Rai is not content to merely expose harm, however, and woven throughout the book are suggestions for how to respond to the harm that depletion incurs. The book outlines different ways we can and must address the intersectional harms caused by the mal/misrecognition of social reproduction. She discusses mitigation, which consists of mostly individualized solutions; replenishment, which includes substantial changes in social policy, the redistribution of care responsibilities, state investment in social infrastructure and revising how GDP is calculated; and finally, transformation, which consists of struggle and solidarity building—and most importantly, entails thinking anew about practices of world-making.
As someone who has engaged over the years with the harms generated by neoliberalism and the ways it shapes both human life and how people imagine and experience the world, I do have concerns about the pitfalls—or even the dangers—of attempting to measure depletion in the way Rai proposes. As scholars in the neoliberal university, we have seen just how easily measuring models and metrics can be mobilized for surveillance (and self-surveillance) purposes and end up atomizing and pitting people against each other.
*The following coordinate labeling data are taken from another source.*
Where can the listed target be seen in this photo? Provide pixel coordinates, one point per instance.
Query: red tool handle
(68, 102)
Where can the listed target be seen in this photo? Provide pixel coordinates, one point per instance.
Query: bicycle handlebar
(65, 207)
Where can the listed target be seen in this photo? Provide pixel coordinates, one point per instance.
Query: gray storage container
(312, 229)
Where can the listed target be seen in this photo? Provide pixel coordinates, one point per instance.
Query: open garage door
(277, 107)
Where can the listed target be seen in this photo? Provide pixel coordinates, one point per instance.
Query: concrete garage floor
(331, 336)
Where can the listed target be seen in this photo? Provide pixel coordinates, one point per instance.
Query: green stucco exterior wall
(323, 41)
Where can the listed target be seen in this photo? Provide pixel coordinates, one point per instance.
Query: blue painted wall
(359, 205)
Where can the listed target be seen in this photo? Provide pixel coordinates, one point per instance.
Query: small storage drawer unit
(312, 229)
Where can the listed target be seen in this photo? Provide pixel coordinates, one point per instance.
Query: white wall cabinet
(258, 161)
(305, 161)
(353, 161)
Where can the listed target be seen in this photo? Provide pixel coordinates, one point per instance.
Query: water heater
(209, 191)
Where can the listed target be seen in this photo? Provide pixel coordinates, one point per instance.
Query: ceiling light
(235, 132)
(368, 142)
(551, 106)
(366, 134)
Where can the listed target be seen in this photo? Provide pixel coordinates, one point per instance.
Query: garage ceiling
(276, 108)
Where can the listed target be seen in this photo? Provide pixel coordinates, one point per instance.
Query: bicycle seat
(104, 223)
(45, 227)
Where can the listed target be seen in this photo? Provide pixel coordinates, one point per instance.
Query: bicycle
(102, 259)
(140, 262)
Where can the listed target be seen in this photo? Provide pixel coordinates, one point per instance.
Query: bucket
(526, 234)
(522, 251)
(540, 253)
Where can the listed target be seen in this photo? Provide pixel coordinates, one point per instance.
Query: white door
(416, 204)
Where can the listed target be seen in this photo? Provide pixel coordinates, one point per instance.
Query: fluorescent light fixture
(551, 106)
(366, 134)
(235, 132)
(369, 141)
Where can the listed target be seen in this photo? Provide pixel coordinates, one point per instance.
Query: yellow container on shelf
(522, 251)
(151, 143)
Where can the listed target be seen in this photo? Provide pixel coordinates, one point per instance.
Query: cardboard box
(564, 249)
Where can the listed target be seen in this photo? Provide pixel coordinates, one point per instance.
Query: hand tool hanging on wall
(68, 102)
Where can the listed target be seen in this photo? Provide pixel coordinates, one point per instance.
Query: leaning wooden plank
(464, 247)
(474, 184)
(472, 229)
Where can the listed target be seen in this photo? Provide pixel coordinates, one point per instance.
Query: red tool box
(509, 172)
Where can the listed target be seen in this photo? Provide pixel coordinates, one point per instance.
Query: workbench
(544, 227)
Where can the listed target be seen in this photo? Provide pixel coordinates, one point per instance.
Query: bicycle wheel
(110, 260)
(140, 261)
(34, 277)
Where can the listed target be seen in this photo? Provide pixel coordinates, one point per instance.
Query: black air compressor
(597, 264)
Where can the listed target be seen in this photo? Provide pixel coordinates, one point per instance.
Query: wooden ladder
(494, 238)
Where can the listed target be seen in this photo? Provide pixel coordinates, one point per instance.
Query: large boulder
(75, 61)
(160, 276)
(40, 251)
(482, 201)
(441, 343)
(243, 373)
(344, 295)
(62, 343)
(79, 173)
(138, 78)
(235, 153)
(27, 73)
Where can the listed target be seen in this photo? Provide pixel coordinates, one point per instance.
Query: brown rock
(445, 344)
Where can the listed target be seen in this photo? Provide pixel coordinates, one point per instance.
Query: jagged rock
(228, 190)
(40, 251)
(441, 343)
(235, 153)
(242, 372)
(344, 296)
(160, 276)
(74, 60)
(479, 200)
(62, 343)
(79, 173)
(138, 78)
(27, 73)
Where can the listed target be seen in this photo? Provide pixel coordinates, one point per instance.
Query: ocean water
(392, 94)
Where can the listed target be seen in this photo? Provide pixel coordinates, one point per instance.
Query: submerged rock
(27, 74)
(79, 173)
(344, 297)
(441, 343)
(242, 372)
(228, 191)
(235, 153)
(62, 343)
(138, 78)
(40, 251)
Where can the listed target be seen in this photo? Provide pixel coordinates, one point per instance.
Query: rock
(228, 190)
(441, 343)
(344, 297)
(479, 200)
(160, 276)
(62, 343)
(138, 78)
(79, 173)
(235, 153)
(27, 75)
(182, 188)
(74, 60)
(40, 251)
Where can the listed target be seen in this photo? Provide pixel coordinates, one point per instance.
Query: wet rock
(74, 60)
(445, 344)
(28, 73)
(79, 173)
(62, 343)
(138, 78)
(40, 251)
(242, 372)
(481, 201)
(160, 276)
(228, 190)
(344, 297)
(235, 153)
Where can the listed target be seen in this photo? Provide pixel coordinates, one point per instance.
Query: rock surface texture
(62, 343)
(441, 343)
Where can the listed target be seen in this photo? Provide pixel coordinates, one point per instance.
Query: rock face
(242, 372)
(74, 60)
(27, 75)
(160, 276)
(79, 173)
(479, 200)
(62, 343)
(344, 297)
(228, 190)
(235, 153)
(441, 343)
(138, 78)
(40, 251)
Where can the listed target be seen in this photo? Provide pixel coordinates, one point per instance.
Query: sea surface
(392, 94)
I also wonder whether the meticulous work that has gone into developing tools for measuring and addressing depletion or into highlighting the kind of transformative solidarity we need to reverse harm will ever be enough to carry out the change we want to see. But these are reflections on the times we live in, where we are witnessing the rise of authoritarian ultra-nationalist politics, impunity for genocidal violence, and, more generally, an escalating crisis of the liberal democratic order.
The Human Cost of Caring is an ambitious book. Its conceptual frame of depletion is incredibly useful and will undoubtedly have a long afterlife. Moreover, Rai manages to ensure analytic precision, even as she is attentive to and in solidarity with the women and children whose stories she brings to life. These are powerful stories of people across the globe who navigate a world shaped by violence and inequality. Their journeys extract huge costs to their health and well-being, yet they can also and sometimes do generate moments of satisfaction and even joy.